If we were able to divide the world into subject and object, internal and external, private and public, and to put colours firmly in the subjective, internal, private zone, then all would be good for many folk here.
But colours are demonstrably a part of the objective, external, public world. — Banno
A flick through the pages will show many arguments directed towards me as if I had maintained that colour is nothing but an objective, external, public notion. That is not what I have been maintaining, so those arguments miss the their target.
I have not offered a substantive account of the nature of colour. I do not need to, in order to show the poverty of the scientistic view. Indeed I think there is reason to doubt that any theory of colour will be complete. — Banno
Congratulations for finally spelling out your position. Not sure why it had to take so long.
The simple way it fails is that there is everyday talk about colours and then there is scientific talk about colours. The first requires no real philosophical clarification. The second absolutely demands it – precisely to head off a collapse into everyday lumpen realism and its evil twin of everyday lumpen idealism.
In our everyday linguistic practice, even animism is quite acceptable. We can complain about how it only ever rains on the days we have off, as if the weather operates with malign intent. No one is particularly confused by this kind of mixed message talk. It can seem both true and false at the same time while also doing the intended job of sharing a viewpoint about how life itself can seem unnecessarily against us.
But in philosophy of mind, you have to start being more rigorous. The confused ontic commitments of everyday social chatter have to be brought to the surface and given a hard working over.
What is missing from all your posts as far as I can tell – given their normally sketchy and evasive tone – is recognition that human psychology is socially-constructed in a way where we are all taught to objectify ourselves as subjective creatures. And that is just how the system semiotically works. To live in linguistic communities, we must become our own narratives. We must have a running story of "our private self" that stands in fruitful contrast to the "other" that is "the real world out there".
So the "big mistake" you are trying to correct with all this beetle in a box guff is not the bug but the feature – at least so far as everyday community life is concerned. It is a division we must participate in creating for there to be this thing of socialised humans doing their human social thing. The creation of a private realm that makes sense of there being a public ream, and vice versa.

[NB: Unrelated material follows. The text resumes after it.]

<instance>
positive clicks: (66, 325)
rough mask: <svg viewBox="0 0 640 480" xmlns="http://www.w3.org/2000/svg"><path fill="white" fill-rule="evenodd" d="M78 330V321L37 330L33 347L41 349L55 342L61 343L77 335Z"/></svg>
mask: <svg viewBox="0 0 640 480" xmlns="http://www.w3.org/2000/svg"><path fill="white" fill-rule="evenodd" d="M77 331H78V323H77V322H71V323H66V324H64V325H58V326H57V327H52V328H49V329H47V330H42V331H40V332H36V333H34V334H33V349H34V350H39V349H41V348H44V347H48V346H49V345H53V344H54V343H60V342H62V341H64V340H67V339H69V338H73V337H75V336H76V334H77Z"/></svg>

Science understands this aspect of the human psyche. We have social psychology that can tell us exactly how it all works. Self-awareness, autobiographical memory, socialised emotions, the "faculty" of creative imagination or of rationalising reason – these are not things in need of a neurobiological explanation but a social-constructionist explanation. These are ways in which the neurobiology of mind has become extended by Homo sapiens making the semiotic step to being also the new thing of linguistically–structured lifeforms.
If we clear that little issue out of the way – which is the level a lot of your "philosophy" gets stuck at – then we can get down to the more basic issue of what the neurobiology has to say about sentience, awareness, consciousness, etc. The more difficult "hardware" level issues of accounting for the phenomenology of "being a mind".
So the problem ain't scientism. The problem is failing to divide the general problem of "consciousness" into its separate semiotic parts.
Set some example case like "why does red look like red", the first thing we ought to do is reply that well, there is this simple socially-constructed level to that story, and then there is this deeper neurobiological level which seems to be what you are actually interested in here.
And clearly, Wittgenstein is not a great place to start if we want to move smoothly into that deflationary science-based approach. Anglo logicians had no clue about the evolutionary structure of human cognition.
Whereas Peircean semiotics would be precisely a good place to start. It was highly influential to the development of social constructionism in the early 20th C and had become equally as relevant to the neurobiology by the late 20th C.
So sure, you can set things up that you are here to fight the good fight against scientism. For you, humanism or whatever has to come first. And any dialectical framing of the metaphysical issues – this dividing into subjective vs objective, etc – has to be already a wrong step because ... well, Hegel was a silly old fool.
My criticism of this is that it is a stale position that talks past what is of relevant philosophical interest.
The phenomenology of colour experience can't be deconstructed simply as linguistic analysis. Although sure it is worth doing that properly, and so appealing to the relevant social psychology there.
But then what folk are really bothered by is that the firing of neurons is supposed to generate these ineffable feels somehow. And the question becomes how is science – as the not so everyday linguistic community – best explaining that.
Rehashing Wittgenstein might help a bit with the social constructionism perhaps – at a stretch. But it is quite unequipped for the neurobiology. And trying to draw a boundary around the whole topic in terms of the "pragmatics of everyday linguistic communities" is a sad defensive tactic.
There is no reason not to do philosophy of mind properly. The answer to bad metaphysics is well organised inquiry.